Ma come dicevo ne I segreti erotici dei grandi chef Irvine si allontana un po’ da tutto questo, scegliendo uno stile descrittivo più sobrio ma non per questo meno incisivo.

Io ci rimango a leggere le storie di Irvine, ci rimango incollato alle pagine, mi ci butto dentro a capofitto in un vortice di sensazioni e botte allo stomaco che mi lascia stordito.

Come dicevo, la vita.

Come dicevo cose che noi tutti proviamo.

Cose che conosciamo bene perché sono parte di quello di cui siamo fatti.

Tra Danny e Brian si verrà a creare un legame impossibile da sciogliere. In una danza macabra di autodistruzione e tentativi di salvezza, in un percorso che spinge verso una più profonda consapevolezza di se stessi, nella ricerca delle proprie origini (sconosciute o viste attraverso un filtro che ne deformava la realtà) i due arriveranno ad uno scontro diretto che forse non lascerà né vincitori, né vinti.

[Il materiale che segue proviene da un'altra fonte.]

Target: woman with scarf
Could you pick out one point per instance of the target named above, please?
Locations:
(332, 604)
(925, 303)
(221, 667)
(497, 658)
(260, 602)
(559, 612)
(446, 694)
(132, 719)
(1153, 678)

Welsh affonda la sua scrittura in alcune delle ossessioni del nostro mondo. Il cibo, l’alcol, il sesso, il rapporto con i propri padri, la necessità di sapere qualcosa di più su se stessi. Welsh un’ennesima volta ci fa precipitare nella latrina dell’animo umano. Quel luogo dove si trovano gli impulsi più bestiali di noi stessi, dove l’odio e l’amarezza serpeggiano, quel luogo dove un animale oscuro e violento ci domina attraverso il suo irrazionale potere. Ma avere coscienza di tutto questo è una delle poche possibilità di liberazione che abbiamo. Coscienza del proprio abisso, della propria infinita miseria. Ecco, scavando in questa direzione Irvine ci mostra ancora una volta quanto la vita poi tenti di risollevarsi, di come scalci per avere ancora emozioni da provare, che siano le forze dirompenti del sesso o quelle più pure dell’amore, che sia la voglia di non arrendersi o il desiderio di andare avanti, la vita è sempre lì che ci spinge in superficie, aiutandoci a non affogare.

Questa è la magia.

Essere coscienti della vita in tutte le sue manifestazioni.

Attraversare il dolore e l’angoscia e continuare a sorridere.

Continuare ad amare e sprofondare nella cattiveria più assoluta.

Senza argini, un vortice continuo.

Tutto il caos di cui siamo fatti.

Questa è la magia.

Prendere la vita e trasformarla in parole.